Voici les différences majeures :
- Notation régionale (Bloomfield) : Évalue la capacité du Bénin à rembourser ses dettes en FCFA, sans risque de change pour les investisseurs de l’UEMOA. La note AA- en fait l’un des États les plus fiables du marché régional.
- Notation internationale : Prend en compte le risque global, y compris en devises étrangères (Dollar, Euro). Bien que Moody’s ait relevé la note du Bénin de B1 à Ba3 en août, le pays reste encore trois crans en dessous de la catégorie « investissement » sur le plan mondial.
Cette distinction est loin d’être anodine. Sur son marché de proximité, le Bénin figure désormais parmi les signatures les plus solides, une position qui facilite l’accès aux financements locaux.
Un levier pour le budget 2026 : comment financer 1 138 milliards de FCFA ?
Le relèvement de la note tombe à point nommé pour le Trésor public béninois.
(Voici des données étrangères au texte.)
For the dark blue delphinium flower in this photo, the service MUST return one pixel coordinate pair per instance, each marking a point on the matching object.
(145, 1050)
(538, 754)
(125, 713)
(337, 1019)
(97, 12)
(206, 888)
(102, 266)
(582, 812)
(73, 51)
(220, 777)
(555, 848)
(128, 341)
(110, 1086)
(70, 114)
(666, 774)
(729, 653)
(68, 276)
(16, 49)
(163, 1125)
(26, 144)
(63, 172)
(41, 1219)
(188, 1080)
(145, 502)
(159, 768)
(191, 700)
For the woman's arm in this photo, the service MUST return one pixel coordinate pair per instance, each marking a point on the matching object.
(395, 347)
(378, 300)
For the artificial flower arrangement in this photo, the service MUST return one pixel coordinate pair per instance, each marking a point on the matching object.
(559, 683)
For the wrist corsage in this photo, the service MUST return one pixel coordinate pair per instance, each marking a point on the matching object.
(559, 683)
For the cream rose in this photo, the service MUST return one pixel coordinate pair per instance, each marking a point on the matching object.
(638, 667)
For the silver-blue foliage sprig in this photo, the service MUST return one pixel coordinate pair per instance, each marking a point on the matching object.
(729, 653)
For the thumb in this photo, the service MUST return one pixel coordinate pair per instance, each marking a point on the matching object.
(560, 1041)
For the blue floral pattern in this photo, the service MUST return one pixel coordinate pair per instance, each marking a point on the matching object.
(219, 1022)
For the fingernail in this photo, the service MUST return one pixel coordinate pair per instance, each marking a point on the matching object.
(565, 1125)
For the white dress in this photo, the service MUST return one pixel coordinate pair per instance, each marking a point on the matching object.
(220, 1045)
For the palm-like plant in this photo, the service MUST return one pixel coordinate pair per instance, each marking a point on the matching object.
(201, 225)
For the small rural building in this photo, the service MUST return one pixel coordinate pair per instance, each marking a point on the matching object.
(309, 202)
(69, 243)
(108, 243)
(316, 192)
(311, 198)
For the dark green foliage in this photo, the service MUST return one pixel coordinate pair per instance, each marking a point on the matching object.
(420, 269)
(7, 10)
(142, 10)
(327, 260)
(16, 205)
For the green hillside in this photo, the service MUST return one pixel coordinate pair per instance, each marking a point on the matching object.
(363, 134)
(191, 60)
Selon les prévisions pour 2026, le pays a un besoin de financement total de 1 138 milliards de FCFA. Parmi ce montant, 595,6 milliards de FCFA devraient être levés sur le marché régional de l’UEMOA, principalement via des émissions de titres publics (bons et obligations du Trésor).
Cette note AA- offre plusieurs avantages stratégiques :
- Confiance renforcée : Les banques commerciales, compagnies d’assurance et caisses de prévoyance sociale seront plus enclines à souscrire aux émissions publiques.
- Diversification des investisseurs : Les institutionnels régionaux, soumis à des règles prudentielles strictes, trouvent dans cette note un cadre idéal pour placer leurs liquidités.
- Optimisation des coûts : Une meilleure notation permet de négocier des conditions d’emprunt plus avantageuses sur le marché financier régional.
Les défis d’un financement optimisé
Si cette note ouvre des portes, elle ne garantit pas une baisse automatique des taux d’intérêt. Plusieurs facteurs entrent en jeu :
- La politique monétaire de la BCEAO : Le taux directeur de la Banque centrale influence directement la liquidité du marché.
- La concurrence entre États : D’autres pays de l’UEMOA sollicitent également le marché, créant un arbitrage quotidien chez les investisseurs.
- Les maturités des titres : Les obligations à long terme intègrent des primes de risque plus élevées que les papiers à court terme.
Néanmoins, cette note AA- constitue un socle solide pour négocier des conditions compétitives, à condition de jouer habilement sur ces leviers.
Une gouvernance rigoureuse récompensée : les réformes qui ont tout changé
Cette notation n’est pas le fruit du hasard. Elle couronne des années de réformes structurelles menées par les autorités béninoises. Parmi les avancées majeures :
- Modernisation de la gestion budgétaire : Une meilleure planification et un suivi accru des dépenses publiques.
- Numérisation des services fiscaux : Une fiscalité plus transparente et plus efficace, facilitant la collecte des recettes.
- Diversification économique : Réduction de la dépendance à certains secteurs et développement de nouvelles filières porteuses.
- Discipline budgétaire : Une exécution rigoureuse des dépenses, limitant les dérapages et renforçant la crédibilité.
En décrochant la note AA-, le Bénin prouve qu’une gouvernance rigoureuse et une vision à long terme paient. Cette reconnaissance régionale consolide sa position d’acteur économique majeur en Afrique de l’Ouest.
Que retenir de ce tournant pour le Bénin ?
L’obtention de la note AA- en monnaie locale est bien plus qu’une distinction symbolique. Elle représente un passage vers une nouvelle ère de financement, où le Bénin peut désormais lever des fonds à des conditions avantageuses sur son marché régional. Cette avancée ouvre la voie à :
- Un financement plus fluide des projets structurants pour 2026 et au-delà.
- Une réduction des coûts d’emprunt, à condition de bien négocier dans un marché dynamique.
- Une attractivité renforcée pour les investisseurs institutionnels, locaux et régionaux.
Plus qu’une victoire symbolique, cette note souveraine est un signal fort : le Bénin est désormais perçu comme un partenaire financier fiable, capable de transformer cette reconnaissance en levier de croissance durable.